As I start my morning with stark reality looking at me, your post Susan has brought me into the beauty of imagination and creativity. I love this sharing and lesson for me about this artist. The blues and golds draw me in and the softness of each is breathtaking.
Yes, I embrace more. Thank you so much for a shedding light on my morning. ✨
Not just art, but the inward ethereal source of creativity. Light caught by a spirit. I tried to write about it one time. Didn’t keep it, it was enough to express it. But I came to a meadow clearing in the mountains, and there in the center was this being, this spirit. She had the freedom of her solitude and danced and swayed with her palms and face held upward, she was a light catcher.

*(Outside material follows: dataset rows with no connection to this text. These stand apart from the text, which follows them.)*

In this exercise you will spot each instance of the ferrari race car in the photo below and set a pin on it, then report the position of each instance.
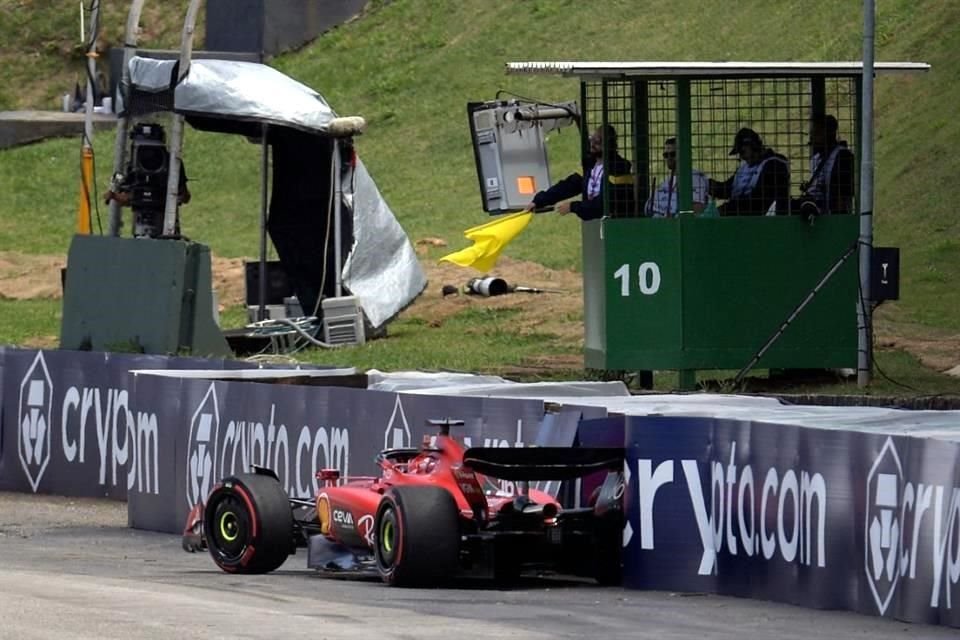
(433, 514)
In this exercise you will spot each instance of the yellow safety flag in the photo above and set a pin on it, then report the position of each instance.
(488, 241)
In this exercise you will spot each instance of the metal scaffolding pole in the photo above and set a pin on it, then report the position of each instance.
(865, 314)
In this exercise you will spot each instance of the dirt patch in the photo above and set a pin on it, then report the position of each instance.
(27, 277)
(937, 349)
(23, 515)
(558, 312)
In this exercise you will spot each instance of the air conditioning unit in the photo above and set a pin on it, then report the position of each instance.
(343, 321)
(273, 311)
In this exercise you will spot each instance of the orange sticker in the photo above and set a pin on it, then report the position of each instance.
(526, 185)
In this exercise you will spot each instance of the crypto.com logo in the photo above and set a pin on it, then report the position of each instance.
(883, 530)
(34, 424)
(397, 433)
(202, 448)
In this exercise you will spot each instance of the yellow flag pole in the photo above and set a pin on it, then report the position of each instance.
(84, 219)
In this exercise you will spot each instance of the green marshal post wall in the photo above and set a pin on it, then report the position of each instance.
(707, 293)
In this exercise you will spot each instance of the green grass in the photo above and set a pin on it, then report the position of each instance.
(25, 321)
(410, 67)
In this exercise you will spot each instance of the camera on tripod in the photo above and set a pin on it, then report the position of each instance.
(145, 181)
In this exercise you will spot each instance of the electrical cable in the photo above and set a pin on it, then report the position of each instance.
(326, 239)
(786, 323)
(876, 365)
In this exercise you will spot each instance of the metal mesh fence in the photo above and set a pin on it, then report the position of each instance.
(644, 116)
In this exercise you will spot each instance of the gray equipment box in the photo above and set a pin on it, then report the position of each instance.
(510, 150)
(343, 321)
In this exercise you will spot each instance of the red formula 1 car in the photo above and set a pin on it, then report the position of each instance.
(433, 514)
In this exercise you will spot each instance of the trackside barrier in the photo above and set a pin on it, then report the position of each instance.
(214, 429)
(68, 424)
(820, 518)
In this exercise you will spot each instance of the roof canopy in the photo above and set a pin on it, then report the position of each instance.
(244, 91)
(709, 69)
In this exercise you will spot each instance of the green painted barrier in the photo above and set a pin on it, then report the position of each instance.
(140, 295)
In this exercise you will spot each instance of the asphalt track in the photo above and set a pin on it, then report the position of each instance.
(70, 569)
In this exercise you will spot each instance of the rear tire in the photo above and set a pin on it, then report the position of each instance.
(417, 541)
(249, 524)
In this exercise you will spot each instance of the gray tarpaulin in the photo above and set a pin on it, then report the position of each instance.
(381, 267)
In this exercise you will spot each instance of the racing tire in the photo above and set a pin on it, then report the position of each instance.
(249, 524)
(417, 539)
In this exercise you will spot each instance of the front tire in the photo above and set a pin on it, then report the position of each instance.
(417, 536)
(249, 524)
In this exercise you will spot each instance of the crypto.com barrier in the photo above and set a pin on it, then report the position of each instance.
(214, 429)
(815, 517)
(69, 426)
(80, 424)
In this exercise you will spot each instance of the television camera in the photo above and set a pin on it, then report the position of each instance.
(144, 186)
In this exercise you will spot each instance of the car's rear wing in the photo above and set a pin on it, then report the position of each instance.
(542, 463)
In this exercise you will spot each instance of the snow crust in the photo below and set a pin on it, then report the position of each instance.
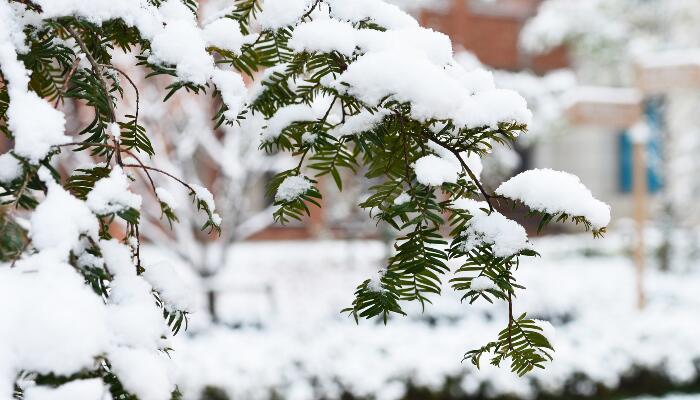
(10, 168)
(111, 194)
(432, 170)
(506, 236)
(556, 192)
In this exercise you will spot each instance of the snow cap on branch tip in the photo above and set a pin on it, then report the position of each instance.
(482, 283)
(292, 187)
(505, 236)
(556, 192)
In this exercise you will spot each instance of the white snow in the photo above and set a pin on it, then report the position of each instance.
(111, 194)
(292, 187)
(482, 283)
(205, 195)
(10, 168)
(289, 114)
(403, 198)
(360, 122)
(55, 299)
(603, 337)
(87, 389)
(34, 136)
(143, 372)
(173, 289)
(225, 34)
(556, 192)
(506, 236)
(386, 15)
(432, 170)
(232, 89)
(59, 220)
(166, 197)
(280, 13)
(324, 35)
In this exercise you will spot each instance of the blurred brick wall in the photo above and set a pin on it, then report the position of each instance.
(490, 30)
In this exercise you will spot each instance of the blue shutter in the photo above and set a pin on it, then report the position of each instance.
(653, 113)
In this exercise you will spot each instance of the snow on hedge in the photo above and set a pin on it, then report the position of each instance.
(556, 192)
(602, 338)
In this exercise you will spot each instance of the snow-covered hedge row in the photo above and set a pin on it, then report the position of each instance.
(346, 85)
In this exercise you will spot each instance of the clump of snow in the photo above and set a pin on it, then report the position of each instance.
(358, 123)
(173, 290)
(87, 389)
(10, 168)
(143, 372)
(376, 75)
(205, 195)
(290, 114)
(386, 15)
(166, 197)
(55, 301)
(34, 136)
(403, 198)
(292, 187)
(555, 192)
(114, 130)
(432, 170)
(233, 91)
(335, 36)
(308, 138)
(111, 194)
(548, 330)
(482, 283)
(180, 43)
(280, 13)
(59, 220)
(225, 34)
(506, 236)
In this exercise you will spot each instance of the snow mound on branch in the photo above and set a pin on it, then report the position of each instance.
(358, 123)
(386, 15)
(87, 389)
(205, 195)
(59, 220)
(143, 372)
(482, 283)
(60, 326)
(292, 187)
(10, 168)
(506, 236)
(337, 36)
(166, 197)
(555, 192)
(432, 170)
(111, 194)
(225, 33)
(290, 114)
(403, 198)
(280, 13)
(34, 136)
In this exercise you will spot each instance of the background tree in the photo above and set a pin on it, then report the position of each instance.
(346, 85)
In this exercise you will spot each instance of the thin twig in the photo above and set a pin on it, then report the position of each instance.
(62, 92)
(471, 174)
(100, 77)
(145, 167)
(510, 322)
(136, 89)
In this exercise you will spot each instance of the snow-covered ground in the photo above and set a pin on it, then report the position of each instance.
(284, 332)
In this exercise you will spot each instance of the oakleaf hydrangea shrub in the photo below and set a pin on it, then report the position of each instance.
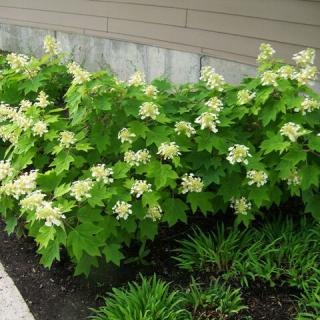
(92, 168)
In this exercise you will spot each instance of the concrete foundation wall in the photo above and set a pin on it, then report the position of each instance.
(123, 57)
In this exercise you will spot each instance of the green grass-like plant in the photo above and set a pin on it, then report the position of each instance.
(218, 297)
(92, 164)
(151, 299)
(277, 252)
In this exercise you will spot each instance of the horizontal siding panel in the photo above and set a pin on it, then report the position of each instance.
(172, 16)
(150, 42)
(205, 39)
(284, 10)
(45, 26)
(305, 35)
(46, 17)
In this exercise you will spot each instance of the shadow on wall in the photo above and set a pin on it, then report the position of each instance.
(124, 58)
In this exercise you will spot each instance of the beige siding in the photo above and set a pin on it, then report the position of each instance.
(230, 29)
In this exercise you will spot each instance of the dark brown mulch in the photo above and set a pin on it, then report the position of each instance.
(53, 294)
(56, 295)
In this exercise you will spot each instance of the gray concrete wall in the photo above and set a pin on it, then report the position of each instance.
(123, 57)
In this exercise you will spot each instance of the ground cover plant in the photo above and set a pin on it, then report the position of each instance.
(280, 253)
(98, 164)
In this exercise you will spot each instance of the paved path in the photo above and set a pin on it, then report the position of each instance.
(12, 305)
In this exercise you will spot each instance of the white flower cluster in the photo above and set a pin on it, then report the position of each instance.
(241, 206)
(122, 210)
(308, 105)
(208, 120)
(22, 63)
(21, 121)
(154, 213)
(214, 104)
(291, 130)
(80, 190)
(7, 134)
(18, 118)
(18, 62)
(140, 187)
(52, 215)
(39, 128)
(102, 174)
(259, 178)
(148, 110)
(213, 80)
(304, 76)
(51, 46)
(6, 112)
(32, 201)
(67, 139)
(25, 105)
(80, 75)
(293, 179)
(304, 57)
(266, 53)
(169, 150)
(151, 91)
(287, 72)
(245, 96)
(190, 183)
(137, 79)
(42, 100)
(184, 127)
(5, 169)
(44, 210)
(304, 60)
(24, 184)
(238, 153)
(125, 135)
(136, 158)
(269, 78)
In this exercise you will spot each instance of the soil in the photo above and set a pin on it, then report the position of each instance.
(56, 295)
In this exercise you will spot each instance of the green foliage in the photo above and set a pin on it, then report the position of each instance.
(309, 303)
(150, 300)
(217, 297)
(280, 251)
(215, 251)
(198, 148)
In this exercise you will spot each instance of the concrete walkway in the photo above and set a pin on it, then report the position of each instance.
(12, 305)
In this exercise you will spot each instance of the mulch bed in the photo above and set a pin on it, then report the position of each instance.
(56, 295)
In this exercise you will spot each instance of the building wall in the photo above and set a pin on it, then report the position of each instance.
(225, 33)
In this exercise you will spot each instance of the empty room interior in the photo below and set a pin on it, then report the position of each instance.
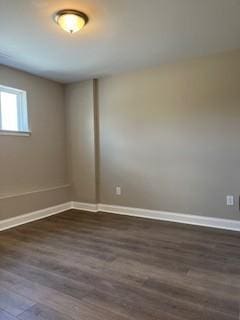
(119, 160)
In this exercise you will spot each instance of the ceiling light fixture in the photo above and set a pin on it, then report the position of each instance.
(71, 20)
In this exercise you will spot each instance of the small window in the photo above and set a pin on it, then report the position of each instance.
(13, 111)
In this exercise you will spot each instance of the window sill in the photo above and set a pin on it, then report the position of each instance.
(15, 133)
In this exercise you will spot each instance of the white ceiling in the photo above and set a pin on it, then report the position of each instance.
(121, 35)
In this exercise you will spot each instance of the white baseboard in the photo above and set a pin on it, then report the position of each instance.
(36, 215)
(198, 220)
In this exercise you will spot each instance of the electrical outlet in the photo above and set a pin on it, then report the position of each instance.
(230, 201)
(118, 191)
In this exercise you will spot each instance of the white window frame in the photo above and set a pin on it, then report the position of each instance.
(23, 122)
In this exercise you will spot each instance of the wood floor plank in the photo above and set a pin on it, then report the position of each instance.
(79, 265)
(13, 303)
(42, 312)
(6, 316)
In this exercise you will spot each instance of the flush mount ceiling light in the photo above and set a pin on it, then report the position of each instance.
(71, 20)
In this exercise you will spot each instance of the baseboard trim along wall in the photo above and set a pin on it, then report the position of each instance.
(197, 220)
(136, 212)
(33, 216)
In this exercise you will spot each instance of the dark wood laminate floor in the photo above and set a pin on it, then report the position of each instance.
(84, 266)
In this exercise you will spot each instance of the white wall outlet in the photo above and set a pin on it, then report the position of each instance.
(230, 201)
(118, 191)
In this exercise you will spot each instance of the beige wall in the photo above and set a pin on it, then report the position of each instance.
(170, 137)
(37, 162)
(79, 99)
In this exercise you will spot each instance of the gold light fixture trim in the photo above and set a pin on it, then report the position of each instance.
(71, 20)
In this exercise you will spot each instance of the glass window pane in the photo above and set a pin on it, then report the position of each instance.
(9, 114)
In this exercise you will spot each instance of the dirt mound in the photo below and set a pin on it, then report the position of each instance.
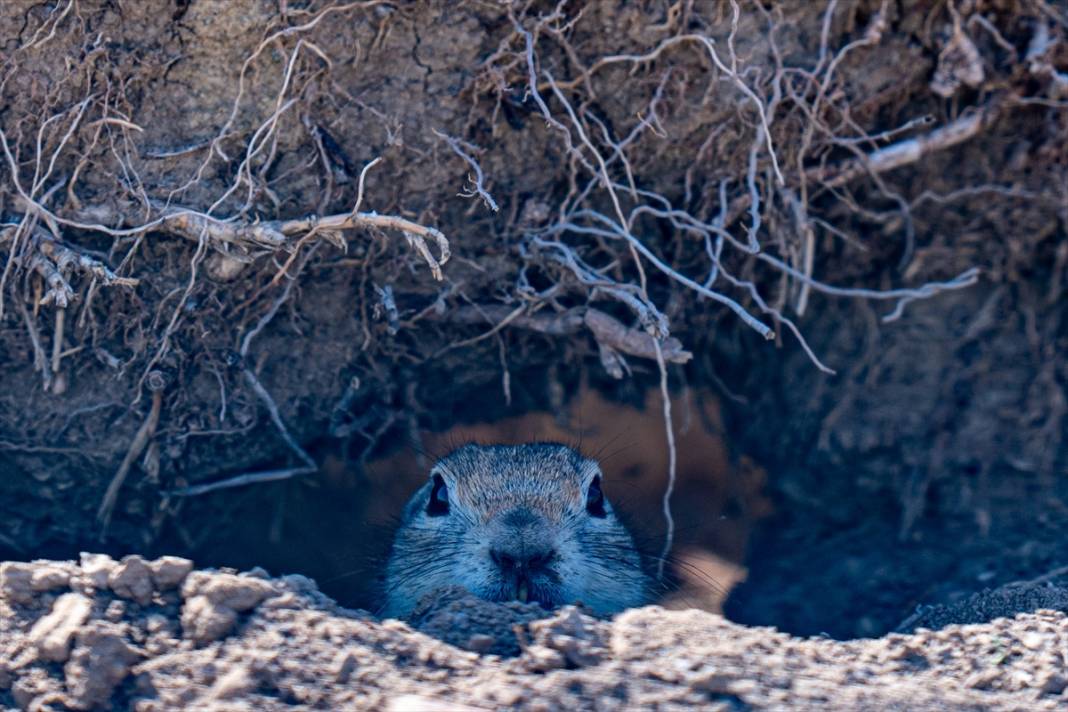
(158, 635)
(248, 246)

I laid down in the grass in quiet stillness to watch, and as she moved, eyes closed, with face and hands held upward, all around her, things began to grow. Light flowed through her, and emanated beauty. And it was so beautiful that I thought how wonderful it would be to have her, maybe a lasso? But the very thought was too harsh, she was a spirit of the meadow, of her own solitude, a conduit of light’s beauty. With the first movement to have her, somehow I knew, she wouldn’t just run away, she would vanish into thin air. So I felt, it is enough to lay quietly and watch her dance of light and beauty. This is for me, in the realm of my feelings what I think of creativity.